“If you’re going to do something, do it well.” These are words I’ve always lived by. Maybe it’s the competitiveness I grew up with or my insatiable need to be “the best,” but I’ve always concerned myself with how well I’ve done things, (not just the fact that I’m doing them). When we received our recent Job Fair survey results (and they were overwhelmingly positive), I couldn’t help but think “quality counts.” It wasn’t enough that we had pulled it off – 40 employers, 625 job seekers and 6 resource providers – but, we thought about the experience of everyone who walked through those Abbeville High doors. We followed a quality process, evaluated our strengths and gaps, and remained clear about what our goals were.
Now, when I say “quality” I don’t necessarily mean how good or bad something is. I mean it in the sense of quality assurance. When you purchase a car seat, for example, it’s very reassuring to see that quality seal of approval. This tells you as the buyer that this piece of equipment is measured to a set of standards. It also tells you that every car seat manufactured is the same, that consistency is something valued. And fortunately, it also means that if something is wrong, it can be tracked, fixed, replaced, and the end user can be notified. Can you imagine a world without these assurances? One where “quality” didn’t count?
But, maybe you don’t manufacture car seats, or think quality affects your business. I’m here to tell you that it can, and it should. Even businesses that offer services and no products can employ some basic quality management principles and see positive results. In my former role in Lafayette, I was the quality manager.

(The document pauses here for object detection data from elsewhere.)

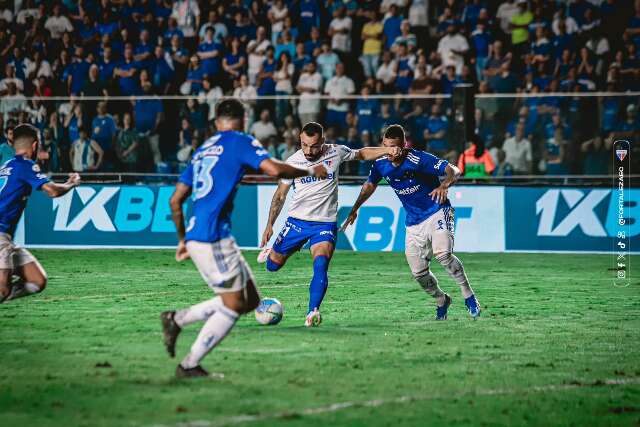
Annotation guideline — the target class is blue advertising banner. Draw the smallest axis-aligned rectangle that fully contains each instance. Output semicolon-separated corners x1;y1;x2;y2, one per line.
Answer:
505;187;640;252
15;185;640;253
21;185;257;247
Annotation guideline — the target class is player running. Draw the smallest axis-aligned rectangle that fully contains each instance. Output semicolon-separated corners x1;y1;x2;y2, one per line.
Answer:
342;125;480;320
258;122;402;327
0;124;80;303
161;99;327;377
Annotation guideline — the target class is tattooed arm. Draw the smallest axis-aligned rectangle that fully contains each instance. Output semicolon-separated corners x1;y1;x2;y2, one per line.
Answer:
260;181;291;248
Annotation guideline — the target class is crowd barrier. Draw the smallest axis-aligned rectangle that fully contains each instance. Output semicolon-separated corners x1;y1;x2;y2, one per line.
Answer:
15;184;640;253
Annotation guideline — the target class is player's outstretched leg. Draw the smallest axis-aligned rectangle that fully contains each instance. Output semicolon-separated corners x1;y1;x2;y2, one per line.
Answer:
0;260;47;302
436;251;481;319
160;297;223;357
405;234;451;320
304;241;333;327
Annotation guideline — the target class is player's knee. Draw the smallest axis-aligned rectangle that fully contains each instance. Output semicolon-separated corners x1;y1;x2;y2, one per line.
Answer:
313;255;329;280
435;251;455;267
267;256;282;271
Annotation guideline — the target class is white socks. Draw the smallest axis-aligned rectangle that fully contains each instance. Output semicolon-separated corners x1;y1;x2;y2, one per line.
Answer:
5;282;42;301
437;252;473;299
173;297;224;328
180;306;238;369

It was my job to help set the standards, monitor them, and report on my findings. We were always on the hunt for ways to make things better and used the “quality circle” (a tried and tested method) to assure success. Plan, do, check and adjust. So simple, but so effective.
You can incorporate quality management into your business or organization no matter what size or industry! Here are some ways:
Customer Focus – I mentioned it before, but let’s be clear – THIS IS THE MOST IMPORTANT PART. If you don’t know what your customer’s expectations are, you can’t meet them. So always start with what they want and be clear about whether or not you can accommodate them. Tell them their opinions are important and mean it.
Leadership – In most businesses, you’re only as good as the person on top. Make sure you communicate your philosophy and values to your staff and live them! If you value punctuality, be on time. If you expect neatness, be pristine. Show your customers and employees that you practice what you preach. You’re a lot more likely to get good results with a good leader.
Build the Process – Most businesses have a finite amount of things they must do to be “successful.” It can be anything from on-boarding new clients to hosting an event. The only problem is maintaining those expectations and consistency that we talked about. That’s where procedures come in handy! Take your core functions and figure out which necessary steps make the process infallible. That way, no matter who does them, or how infrequently they’re done, they’ll be the same. No more wasting time trying to remember how to do even the simplest of tasks.
Continuous Improvement – It’s one thing to do what you say you’re going to do, and it’s another to incrementally improve those actions. What do I mean? Well, it’s simple. Maybe your business is known for its burgers, but your new menu item keeps getting sent back for being “too spicy.” Well, you can keep on burning your patron’s mouths or adjust. This doesn’t mean you have to abandon all your great ideas, just be prepared to adapt. Maybe those burgers should be served with a glass of milk, or your server should know the difference between a ghost pepper and a jalapeño. The point here is you plan, execute and evaluate. Then simply use what you found out to make the process (or product) better.
Simple enough right? Let’s recap. Focus on your customers and communicate with them about their needs and your solutions. Spread your values as an organization from the top down. Once you figured out how to do something well, write it down. Use these new processes to train future employees, (and your customers on what to expect). Never stop learning. What sets businesses apart from their competitors is rarely price, location, or other typical factors, it’s usually their ability to adapt to their customers’ needs.